Though this may be morally repugnant to some, I have to accept that I am obviously okay with animals being killed in certain situations. No matter how blurry the line might be, I do believe there is a difference between human beings and animals (which is why I am annoyed when, say, people give more love to their pets than their children, or spend exorbitant amounts of money adopting stray dogs in third world countries instead of using what is clearly surplus cash on something that would benefit the human children in those countries). Society clearly believes in a difference (which is why dogs that attack human infants are put down, rather than being allowed to eat the baby as a reward for being the stronger predator in this particular food chain). I guess, as a human, I have a bias towards other humans. And I think that’s okay, within reason.
My upbringing probably has a lot to do with it. Not only was I raised eating meat, I was also raised within walking distance of several farms. Until I was in grade school I drank whole milk from the farm down the road, and I have been present for the butchering of chickens on more than one occasion. We ate eggs from our own hens (who got to scratch around and roost and lay however they liked). My parents have, for the most part, purchased their beef and bison meat directly from neighbouring farms all my life. I didn’t come up with some sugary vision of happy cows wandering around in grassy fields because the meat industry told me this was so, this is my concept of meat because I actually saw it for myself. I don’t really have a problem with it. I don’t think it was wrong.

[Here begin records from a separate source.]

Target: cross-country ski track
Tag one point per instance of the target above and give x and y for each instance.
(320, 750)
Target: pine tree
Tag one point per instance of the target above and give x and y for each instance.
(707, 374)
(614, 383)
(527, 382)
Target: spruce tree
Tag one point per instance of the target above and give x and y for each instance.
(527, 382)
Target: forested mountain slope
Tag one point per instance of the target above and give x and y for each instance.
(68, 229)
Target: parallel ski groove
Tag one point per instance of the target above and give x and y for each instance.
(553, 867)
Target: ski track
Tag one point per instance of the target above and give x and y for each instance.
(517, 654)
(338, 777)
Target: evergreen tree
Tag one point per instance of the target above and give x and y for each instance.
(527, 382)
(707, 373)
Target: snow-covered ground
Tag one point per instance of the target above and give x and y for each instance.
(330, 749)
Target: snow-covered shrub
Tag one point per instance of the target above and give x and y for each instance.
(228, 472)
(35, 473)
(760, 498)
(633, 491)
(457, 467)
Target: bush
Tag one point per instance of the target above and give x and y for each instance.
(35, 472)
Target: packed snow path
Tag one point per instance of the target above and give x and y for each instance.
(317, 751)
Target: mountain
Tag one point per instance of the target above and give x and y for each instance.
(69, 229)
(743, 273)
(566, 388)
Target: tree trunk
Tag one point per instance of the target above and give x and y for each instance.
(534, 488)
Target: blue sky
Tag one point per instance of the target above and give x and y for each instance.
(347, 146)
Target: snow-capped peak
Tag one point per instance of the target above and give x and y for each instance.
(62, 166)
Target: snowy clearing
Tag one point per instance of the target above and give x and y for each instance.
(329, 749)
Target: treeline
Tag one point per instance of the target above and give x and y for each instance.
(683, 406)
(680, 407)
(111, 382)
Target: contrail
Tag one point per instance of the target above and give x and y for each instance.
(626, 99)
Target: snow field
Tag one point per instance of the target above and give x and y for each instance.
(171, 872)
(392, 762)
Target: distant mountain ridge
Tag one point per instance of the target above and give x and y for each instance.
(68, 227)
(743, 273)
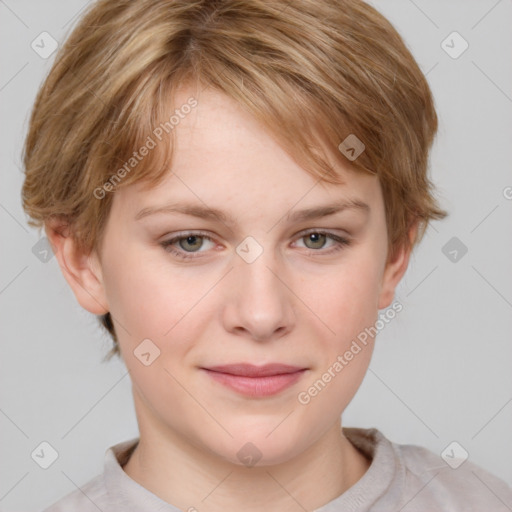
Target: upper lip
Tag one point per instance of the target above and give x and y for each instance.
(250, 370)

It’s worth noting that many cultures we respect and acknowledge as having a special relationship with animals and the environment (First Nations cultures in Canada, for example) still kill and eat them. I don’t think of these practices as unethical as long as they are not wasteful and do not cause unnecessary suffering. The problem for me is not that animals die so that I can eat meat, the problem for me is actually that I don’t live in rural Saskatchewan anymore. I don’t know who’s raising my meat now and I don’t know how these food animals are treated. Probably not well.
So since I’m not going to be raising and butchering animals with my own two hands anytime soon, and since I do have an inkling that consuming the products of industrialized meat and dairy farming supports a system that isn’t okay, what do I do? Do I give up meat and cheese and eggs (which I’ve already said is unlikely)? Do I just hold on and hope I will one day move back to a rural area where I can have a closer relationship with food animals? Do I drive all over the city looking for ethical meat and spend the big bucks on it? (If anyone has suggestions for good butchers/meat suppliers in East Van/Vancouver that only sell “ethical” meat, please pass them along, leave a comment, etc. because this is an option I do want to look into).
I really don’t know what I’ll choose to do. I might do nothing, which is sometimes the result of my ethical dilemmas. I might do a lot. I might do a little. Either way, it is likely that I won’t blog about it again, because even taking ethics into consideration I believe that eating is personal. I might blog about the struggle, as I have here, but I don’t want to talk about the actual food. I’m the one who will have to be morally accountable for the food choices I make. I just want to try to make choices I can live with.